At today’s class, we saw the payoff, which came despite a serious lapse in training the day before that I’ll describe later. We practiced a training method called Behavior Adjustment Training (BAT), which basically involves setting up safe situations in which the dog can learn to manage its reactivity.

The week before we had done desensitization via classical conditioning: exposing Tajji to another dog far away and rewarding her as soon as she noticed it by running away to behind a blind, T-touching her and praising her, and then giving her a treat. This kind of training will help her eventually understand that good things happen when other dogs appear, which helps increase her threshold. (Deborah: The picture shows us practicing a focus exercise, in which the dog is rewarded for sitting very still -- calming herself -- while a tasty treat is slowly lowered.)

This week, we built on this foundation with BAT by exposing her to a dog almost 100 feet closer, and then waiting for her to voluntarily disengage. If it appeared she wasn’t going to quickly enough, then the handler (Deborah or I) would attract her attention with a slight movement or her name. Once we got a head turn or any other sign of disengagement (Deborah won kudos for using subtle ear-flicks to detect disengagement), we praised her while running back behind the blind to where there was a box with treats in it along with some birch scent, a setup to help get her started on nose work if we want to. (Deborah: Initially, Tajji would bark and lung at another dog at 275 feet away, the entire length of the field. She has very good vision!)

Note that she’s being rewarded three ways. Praise is almost as good as food to a dog, running away from a scary thing is even better, and lots of treats where she can’t see the other dog is best of all.
Despite a very high base level of arousal before both trials (each dog worked twice), Tajji did OK the first time around, and very well indeed the second time. You could see the repetitions sinking in, and towards the end of the second trial, after she’d had time to “think about” the first trial, she appeared to be as close to “bored” as we’ve ever seen her under such conditions, at least as far as reactivity to the other dog was concerned.

We were both relieved, for just the day before, I’d left the garage open and Tajji got out of the yard. She menaced a couple walking a Chihuahua and a small GSD bitch, but came away easily when I called her. I didn’t see what had happened, but no one was hurt or bitten, although the looks thrown my way scorched a bit—hardly a prickle compared to my own melodrama: “Oh! I’ve set her back weeks, especially after such an effective rehearsal of reactive behavior. And with a small dog, too!” (Anything under about 15 pounds or so is the Devil.)

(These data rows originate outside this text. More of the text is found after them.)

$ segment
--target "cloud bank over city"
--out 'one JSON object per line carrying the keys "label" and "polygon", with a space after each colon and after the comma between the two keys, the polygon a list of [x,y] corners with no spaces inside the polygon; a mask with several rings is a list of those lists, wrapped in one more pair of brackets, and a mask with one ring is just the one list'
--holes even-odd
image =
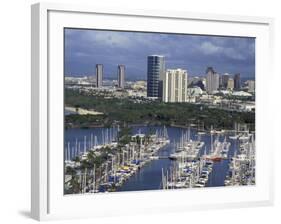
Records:
{"label": "cloud bank over city", "polygon": [[126,78],[146,79],[151,54],[191,76],[205,75],[208,66],[219,74],[255,76],[254,38],[65,29],[65,75],[94,75],[95,65],[103,64],[105,78],[114,78],[124,64]]}

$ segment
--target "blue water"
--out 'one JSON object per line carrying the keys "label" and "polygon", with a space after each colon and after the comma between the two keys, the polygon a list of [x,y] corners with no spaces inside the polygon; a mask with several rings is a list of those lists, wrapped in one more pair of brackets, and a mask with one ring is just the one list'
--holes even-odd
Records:
{"label": "blue water", "polygon": [[[147,133],[150,129],[154,130],[163,130],[163,127],[133,127],[133,134],[141,132]],[[178,127],[167,127],[168,135],[170,138],[170,144],[166,145],[159,152],[159,156],[169,156],[174,152],[174,142],[179,142],[182,133],[186,132],[187,129],[178,128]],[[77,141],[84,141],[84,136],[87,136],[87,145],[89,145],[90,136],[96,135],[99,142],[102,142],[102,132],[105,133],[105,128],[90,128],[90,129],[67,129],[65,131],[65,146],[67,142],[70,143],[71,149]],[[109,133],[109,131],[107,131]],[[191,129],[190,136],[192,139],[197,139],[196,131]],[[224,136],[220,137],[220,140],[223,140]],[[205,142],[200,154],[204,154],[204,150],[208,153],[210,150],[211,136],[209,134],[202,135],[201,140]],[[227,137],[227,141],[231,142],[229,149],[229,158],[234,155],[235,150],[237,149],[236,140],[231,140]],[[82,144],[83,145],[83,144]],[[82,146],[83,148],[84,146]],[[129,178],[117,191],[137,191],[137,190],[155,190],[160,189],[160,184],[162,181],[162,168],[164,172],[170,169],[173,161],[169,159],[159,159],[153,160],[152,162],[145,165],[140,171],[135,175]],[[213,171],[210,174],[209,181],[207,182],[208,187],[218,187],[224,185],[224,180],[228,172],[228,163],[229,159],[221,160],[221,162],[214,163]]]}
{"label": "blue water", "polygon": [[114,131],[117,131],[117,128],[88,128],[88,129],[78,129],[78,128],[70,128],[66,129],[64,133],[64,145],[67,147],[68,142],[70,143],[70,147],[74,147],[76,140],[81,143],[81,146],[84,147],[84,136],[86,136],[86,144],[87,149],[89,148],[91,135],[97,136],[97,144],[101,144],[102,139],[102,133],[104,135],[108,133],[113,133]]}

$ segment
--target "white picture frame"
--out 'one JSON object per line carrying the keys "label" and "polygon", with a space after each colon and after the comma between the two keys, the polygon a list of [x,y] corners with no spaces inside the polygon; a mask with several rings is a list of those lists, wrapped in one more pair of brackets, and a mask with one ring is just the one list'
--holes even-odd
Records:
{"label": "white picture frame", "polygon": [[[31,214],[37,220],[100,217],[191,209],[272,205],[273,143],[264,90],[272,72],[273,19],[38,3],[32,5]],[[149,24],[149,25],[148,25]],[[103,195],[63,195],[63,27],[256,38],[257,183],[255,186]],[[188,27],[188,28],[187,28]],[[262,137],[261,137],[262,136]],[[54,150],[57,149],[57,150]],[[61,151],[60,151],[61,150]],[[186,199],[186,200],[185,200]],[[196,199],[196,200],[195,200]],[[122,206],[132,204],[126,210]],[[110,202],[110,203],[109,203]]]}

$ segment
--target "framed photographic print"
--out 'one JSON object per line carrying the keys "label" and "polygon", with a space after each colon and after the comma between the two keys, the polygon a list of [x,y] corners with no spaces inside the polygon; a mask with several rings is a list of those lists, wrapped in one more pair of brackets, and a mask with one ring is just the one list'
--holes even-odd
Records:
{"label": "framed photographic print", "polygon": [[32,217],[269,205],[273,20],[32,6]]}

Yet, a day later, there she was all ramped up on the field watching two different small dogs walk around, and she frequently disengaged without incident. Part of that is testament to her fundamental resilience despite her trauma, and part the outcome of the training protocols we’re learning to use, all of them positive. In the five months we’ve had her, we’ve never “punished” Tajji, and can’t imagine why we’d ever do so, since working this way is so very effective and fun. And that’s to say nothing of the joy of seeing her open up to the world again, little by little.